Song by Mamta Sharma and Aishwarya Nigam

from the album Dabangg
- Language: Hindi
- Released: 20 August 2010
- Recorded: 2010
- Genre: pop-folk; filmi;
- Length: 5:07
- Label: T-Series
- Composer: Lalit Pandit
- Producers: Arbaaz Khan; Malaika Arora Khan; Dhillin Mehta;

= Munni Badnaam Hui =

2010 song by Mamta Sharma and Aishwarya Nigam

"Munni Badnaam Hui" (lit. 'Munni is defamed') is a song from the soundtrack album of the 2010 Hindi film Dabangg, featuring Malaika Arora, Sonu Sood and Salman Khan. The song is sung by Mamta Sharma and Aishwarya Nigam, with music by Lalit Pandit. Mamta Sharma won the Filmfare Award for Best Female Playback Singer for this song, while Sajid-Wajid and Lalit Pandit won the Filmfare Award for Best Music Director in the 56th Filmfare Awards 2011.

Due to its popularity, Malaika and the song itself were frequently compared to actress Katrina Kaif and her item number "Sheila Ki Jawani" from the film Tees Maar Khan (2010).

==Influence==
The track is said to be inspired by an old Bhojpuri folk song "Launda Badnaam Hua Naseeban Tere Liye". It was also alleged that it was inspired from the Pakistani song "Ladka Badnaam Hua", from the film Mr. Charlie (1992). Director Abhinav Kashyap denied the latter and accepted using the folk song saying that he, being from Uttar Pradesh, was familiar with the song since childhood, so he suggested the very song to be improvised and rephrased to fit the film's requirement.

==Reception==
The reception by the public and critics was generally positive. Devesh Sharma of Filmfare noted the song's raunchy nature and praised it for its tempo, at the same time criticizing its "nonsensical" lyrics. Atta Khan of Planet Bollywood said "... expect it to explode with Mallaika's entrance on the big screen and chances are, after watching that you may enjoy it..."

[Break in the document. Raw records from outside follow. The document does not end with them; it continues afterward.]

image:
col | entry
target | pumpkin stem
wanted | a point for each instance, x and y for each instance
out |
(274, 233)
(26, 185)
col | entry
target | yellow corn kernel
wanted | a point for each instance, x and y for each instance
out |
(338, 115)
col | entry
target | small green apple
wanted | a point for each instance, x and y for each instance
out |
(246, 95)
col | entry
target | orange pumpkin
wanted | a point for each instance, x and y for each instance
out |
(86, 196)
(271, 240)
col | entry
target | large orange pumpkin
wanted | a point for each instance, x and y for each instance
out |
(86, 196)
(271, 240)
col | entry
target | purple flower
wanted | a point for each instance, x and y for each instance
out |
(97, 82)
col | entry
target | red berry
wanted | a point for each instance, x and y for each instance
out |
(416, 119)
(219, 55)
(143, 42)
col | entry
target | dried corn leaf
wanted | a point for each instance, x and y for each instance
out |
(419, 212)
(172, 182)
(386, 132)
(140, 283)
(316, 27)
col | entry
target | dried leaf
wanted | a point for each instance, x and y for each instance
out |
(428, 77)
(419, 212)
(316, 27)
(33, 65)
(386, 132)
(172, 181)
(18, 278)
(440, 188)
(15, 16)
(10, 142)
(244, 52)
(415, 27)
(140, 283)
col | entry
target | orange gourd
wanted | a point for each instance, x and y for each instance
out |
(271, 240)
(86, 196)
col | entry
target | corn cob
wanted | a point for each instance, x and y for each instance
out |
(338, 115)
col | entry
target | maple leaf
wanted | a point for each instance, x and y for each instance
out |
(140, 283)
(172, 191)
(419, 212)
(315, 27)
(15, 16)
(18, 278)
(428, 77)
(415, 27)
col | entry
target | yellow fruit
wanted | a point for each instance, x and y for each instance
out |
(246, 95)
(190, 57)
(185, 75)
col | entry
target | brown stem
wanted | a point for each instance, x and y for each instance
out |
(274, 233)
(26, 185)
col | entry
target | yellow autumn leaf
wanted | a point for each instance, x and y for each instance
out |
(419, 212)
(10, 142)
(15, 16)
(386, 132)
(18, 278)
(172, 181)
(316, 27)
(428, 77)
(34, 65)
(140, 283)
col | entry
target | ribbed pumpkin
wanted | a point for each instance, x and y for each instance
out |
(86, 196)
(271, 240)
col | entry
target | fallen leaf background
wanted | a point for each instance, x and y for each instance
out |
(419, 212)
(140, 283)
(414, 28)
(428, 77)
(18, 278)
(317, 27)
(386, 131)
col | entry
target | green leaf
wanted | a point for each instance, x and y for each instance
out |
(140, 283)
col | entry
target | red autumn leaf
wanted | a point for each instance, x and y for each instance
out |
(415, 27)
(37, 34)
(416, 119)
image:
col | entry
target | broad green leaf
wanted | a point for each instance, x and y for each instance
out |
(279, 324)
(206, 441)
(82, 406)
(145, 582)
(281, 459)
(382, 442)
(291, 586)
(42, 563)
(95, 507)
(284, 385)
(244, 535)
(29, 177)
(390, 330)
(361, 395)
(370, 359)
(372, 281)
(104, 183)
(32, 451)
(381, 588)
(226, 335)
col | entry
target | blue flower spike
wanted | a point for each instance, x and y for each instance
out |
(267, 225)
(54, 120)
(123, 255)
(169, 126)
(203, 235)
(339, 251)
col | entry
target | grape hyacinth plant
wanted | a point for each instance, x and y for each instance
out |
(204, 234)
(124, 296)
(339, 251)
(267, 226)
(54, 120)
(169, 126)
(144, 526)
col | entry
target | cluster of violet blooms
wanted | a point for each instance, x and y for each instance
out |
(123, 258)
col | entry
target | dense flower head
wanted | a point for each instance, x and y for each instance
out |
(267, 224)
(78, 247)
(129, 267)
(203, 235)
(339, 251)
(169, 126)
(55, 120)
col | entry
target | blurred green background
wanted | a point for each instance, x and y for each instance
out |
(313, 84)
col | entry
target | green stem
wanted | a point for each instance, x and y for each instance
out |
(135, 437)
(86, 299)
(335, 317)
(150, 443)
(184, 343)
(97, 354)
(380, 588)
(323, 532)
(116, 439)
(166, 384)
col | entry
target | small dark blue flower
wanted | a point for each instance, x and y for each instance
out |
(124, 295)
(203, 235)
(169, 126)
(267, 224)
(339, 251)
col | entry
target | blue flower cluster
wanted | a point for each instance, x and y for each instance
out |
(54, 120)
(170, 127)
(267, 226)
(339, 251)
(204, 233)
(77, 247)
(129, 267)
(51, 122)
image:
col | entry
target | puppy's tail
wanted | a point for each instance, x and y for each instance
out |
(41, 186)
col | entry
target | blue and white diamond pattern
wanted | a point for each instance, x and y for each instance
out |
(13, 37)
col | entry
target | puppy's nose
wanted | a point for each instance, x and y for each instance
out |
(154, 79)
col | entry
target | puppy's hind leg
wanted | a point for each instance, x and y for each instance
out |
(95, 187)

"Munni Badnaam Hui" was referred to in many political situations, to varying effects. In October 2010, the Chief Minister of Gujarat Narendra Modi played a pun on the song to criticize his opposition party, the Indian National Congress. It was one of many other popular terms used to criticize the 2010 Commonwealth Games and its organization.

===Munni vs. Sheila===
After the song "Sheila Ki Jawani" featuring Katrina Kaif was released, parallels were drawn between Katrina and Malaika, as well as between the item numbers, in what was popularly known as the "Munni vs Sheila" debate. Subsequently, news outlets reported increased rivalry between the two actors, which was supposedly highlighted by various incidents. The two were invited to perform their respective numbers at parties and other occasions, adding to the rivalry.

==Controversies==

===Lawsuit by Emami===
The popular product by Emami, a pain relieving balm called Zandu Balm, is referred to at various times in the song. Emami filed a lawsuit against Arbaaz Khan, the producer of the movie for trademark misuse, but subsequently reached an out of court settlement with the producer. Emami then utilized the popularity of the song to advertise the Zandu Balm brand by signing up Malaika to do commercials.

===Public Interest Litigations seeking ban===

In December 2010, a Public Interest Litigation (PIL) was filed in the Lucknow bench of the Allahabad High Court, with the petitioner asking for a ban of the song, claiming it was "indecent" and "immoral". Another person also filed a lawsuit in a Sessions court in Mumbai objecting to the use of the word "Hindustan" in the lyrics of the song. The film got a U/A rating from the Censor board of India and was released without any cuts in the song, but the word "Hindustan" in the song was changed to "Policeistan" to avoid any further controversy.

==Accolades==

| Award | Category | Recipient(s) and nominee(s) | Result | Ref. |
| 3rd Mirchi Music Awards | Song of The Year | - | Won |  |
| Female Vocalist of The Year | Mamta Sharma and Aishwarya | Won |
| Music Composer of The Year | Lalit Pandit | Nominated |
| Upcoming Female Vocalist of The Year | Mamta Sharma | Won |
| Best Item Song of the Year | - | Won |
| Best Song Recording | Abani Tanti | Nominated |

==Sequel==
In the soundtrack album of the sequel Dabangg 2, "Munni Badnaam Hui" has a sequel titled "Pandeyjee Seeti Mare" featuring Malaika Arora with Sonakshi Sinha.

For the soundtrack of the film Dabangg 3, Sajid-Wajid recreated the song, titled "Munna Badnaam Hua", which featured Warina Hussain and Salman Khan in the music video. The song included a rap segment by Badshah and was sung by Mamta Sharma and Kamaal Khan.